Targeting stem cells to specific tissues, such as the inner walls of inflamed blood vessels, is tricky because once injected into a person’s bloodstream, the cells quickly spread throughout the body. Some researchers have tried to chemically modify the membranes of stem cells to make them stick to certain tissues. However, these complex chemical treatments are laborious and can kill the cells, says Kong. “We wanted to find a molecule that would self-assemble into the stem cell membrane and guide the cell to the target tissue,” he says. “Then, a doctor could simply mix a patient’s own stem cells with our molecule and inject the mixture.”

Kong and his coworkers synthesized a targeting molecule containing vasculature binding peptides, which bind to a protein that is abundant on the surfaces of inflamed blood vessels. The scientists attached these peptides to branched polyglycerol polymers that acted as a scaffold to display the homing peptides. To link the peptides to the cell, they added greasy octadecyl hydrocarbon chains to the polymers. These chains spontaneously embed into stem cells’ lipid membranes.

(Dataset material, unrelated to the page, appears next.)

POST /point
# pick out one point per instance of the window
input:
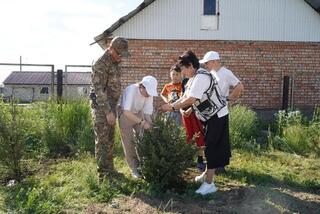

To test the molecule’s homing abilities, the scientists injected mesenchymal stem cells that they had mixed with the targeting molecule into a microfluidic device that mimicked a blood vessel. The device pumped cells over a sheet of endothelial cells that acts like inflamed tissue. The researchers counted how many stem cells adhered to the sheet. Compared with unmodified stem cells, twice as many stem cells coated with targeting molecules stuck to the cell sheet.

Kong thinks the team can improve the affinity of the targeting molecule for the inflamed tissue by tweaking the branched polyglycerol’s structure so that the peptide and hydrocarbon chain don’t bump into each other.

The researchers are now testing the ability of the polymer-coated stem cells to repair ruptured blood vessels in mice, and Kong says preliminary results are encouraging.